OEE-Software für IT- und OT-Manager: Konnektivität, Sicherheit und Bereitstellung ohne Kopfschmerzen

Was IT- und OT-Manager bei der Einführung von OEE-Software bewerten müssen: Netzwerkarchitektur, SPS-Konnektivität, Datensicherheit und Anforderungen an die ERP-Integration.
OEE-Software für IT- und OT-Manager: Konnektivität, Sicherheit und Bereitstellung ohne Kopfschmerzen

Das OT/IT-Abgrenzungsproblem bei OEE-Implementierungen

OEE-Software sitzt genau an der Grenze zwischen Betriebstechnik (OT) und Informationstechnologie (IT) — und genau dort gehen Bereitstellungen schief. OT-Teams verstehen die Maschinen und SPS, haben aber keine Kontrolle über Netzwerk- und Cloud-Infrastruktur. IT-Teams kontrollieren das Netzwerk und die Server, verstehen jedoch die SPS-Protokolle und die Echtzeitanforderungen an Daten für die Überwachung der Produktion nicht. Wenn ein Anbieter mit einem Bereitstellungsvorschlag kommt, fühlt sich kein Team voll verantwortlich, und das Projekt zieht sich monatelang hin. Die IT- und OT-Manager, die OEE-Bereitstellungen erfolgreich umsetzen, sind diejenigen, die die Zuständigkeiten frühzeitig festlegen. Wer verwaltet das Edge-Gerät, das zwischen der SPS und der Cloud steht? Wer legt die Firewall-Regeln für ausgehende Daten fest? Wer wird benachrichtigt, wenn die Datenpipeline ausfällt? Diese Fragen müssen vor der Inbetriebnahme, nicht danach, beantwortet werden.
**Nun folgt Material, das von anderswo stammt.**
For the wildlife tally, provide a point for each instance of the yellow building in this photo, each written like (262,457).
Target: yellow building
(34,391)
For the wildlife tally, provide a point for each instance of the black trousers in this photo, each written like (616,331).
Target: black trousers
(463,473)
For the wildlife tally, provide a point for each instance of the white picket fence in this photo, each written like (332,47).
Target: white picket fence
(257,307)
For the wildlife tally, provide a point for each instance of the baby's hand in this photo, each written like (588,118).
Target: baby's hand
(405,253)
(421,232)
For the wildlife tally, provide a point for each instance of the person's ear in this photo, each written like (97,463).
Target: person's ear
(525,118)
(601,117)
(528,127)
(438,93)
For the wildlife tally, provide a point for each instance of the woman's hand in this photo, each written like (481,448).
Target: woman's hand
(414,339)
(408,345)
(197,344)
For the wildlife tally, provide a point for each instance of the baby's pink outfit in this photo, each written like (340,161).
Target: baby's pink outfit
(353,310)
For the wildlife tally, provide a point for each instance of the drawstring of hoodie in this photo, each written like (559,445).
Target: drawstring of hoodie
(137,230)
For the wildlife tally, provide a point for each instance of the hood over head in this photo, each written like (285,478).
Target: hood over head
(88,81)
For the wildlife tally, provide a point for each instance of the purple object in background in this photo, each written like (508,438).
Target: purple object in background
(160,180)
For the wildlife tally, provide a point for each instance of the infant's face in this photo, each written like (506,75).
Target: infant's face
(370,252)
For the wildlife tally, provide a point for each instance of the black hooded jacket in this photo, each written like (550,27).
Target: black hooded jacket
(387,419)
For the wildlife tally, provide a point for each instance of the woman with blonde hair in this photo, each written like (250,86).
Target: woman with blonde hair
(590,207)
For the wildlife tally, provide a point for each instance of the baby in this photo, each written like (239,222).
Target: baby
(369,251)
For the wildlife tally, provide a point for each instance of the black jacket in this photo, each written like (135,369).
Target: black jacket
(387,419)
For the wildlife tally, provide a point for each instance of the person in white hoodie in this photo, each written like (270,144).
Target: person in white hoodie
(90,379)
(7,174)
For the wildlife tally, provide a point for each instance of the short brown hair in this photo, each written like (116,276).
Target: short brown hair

Was IT‑Teams bei OEE‑Software bewerten müssen

Aus IT‑Sicht sollte die Bewertung von OEE‑Software sich auf fünf Bereiche konzentrieren: Konnektivität – welche SPS‑Protokolle nativ unterstützt werden und welche Edge‑Hardware erforderlich ist; Datenarchitektur – werden Daten lokal (On‑Premise), in der Cloud oder hybrid gespeichert und wer ist Eigentümer; Sicherheitsmodell – wie die Verbindung vom Shopfloor zur Cloud gesichert ist und welche Verschlüsselungsstandards verwendet werden; Integrationsansatz – REST‑API, Webhooks oder vorgefertigte Konnektoren für ERP und CMMS; und Skalierbarkeit – ob das System Datenmengen von 50 Maschinen genauso problemlos verarbeitet wie von 5. Eine besonders wichtige Frage für IT‑Teams ist die Datenresidenz. Hersteller in regulierten Branchen oder solche mit europäischen Aktivitäten, die der DSGVO unterliegen, benötigen Klarheit darüber, wo ihre Produktionsdaten liegen und wer darauf zugreifen kann. Europäische Anbieter mit klaren Vereinbarungen zur Datenverarbeitung (z. B. Auftragsverarbeitungsverträge) haben bei Bewertungen für in der EU ansässige Hersteller häufig einen Vorteil.

Den OEE‑Business Case gegenüber der IT‑Führung darlegen

Für IT-Manager, die die Investition in OEE-Software intern rechtfertigen müssen, besteht der Business Case aus zwei Komponenten. Die erste ist die Produktivität: OEE-Software reduziert die manuelle Datenerfassung und die Arbeit mit Tabellenkalkulationen, die derzeit jede Woche Stunden der Mitarbeiter in der Fertigung beansprucht. Wenn Anlagenleiter täglich zwei Stunden damit verbringen, Produktionsberichte aus Papierunterlagen zusammenzustellen, amortisiert sich die OEE-Software bereits allein durch Personalkosteneinsparungen.

Die zweite Komponente ist die Risikominderung. Ungeplante Stillstände in der Produktion kosten typischerweise 5.000–50.000 € pro Stunde, je nach Anlage. Wenn OEE-Software den Betriebsteams hilft, Verschlechterungsmuster zu erkennen, die auch nur einen größeren ungeplanten Stillstand pro Quartal verhindern, ist der ROI um mehrere Größenordnungen höher als die Softwarekosten. IT-Manager, die den Business Case in einer Sprache formulieren, die CFOs und COOs verstehen, erhalten die Budgetfreigabe tendenziell deutlich schneller.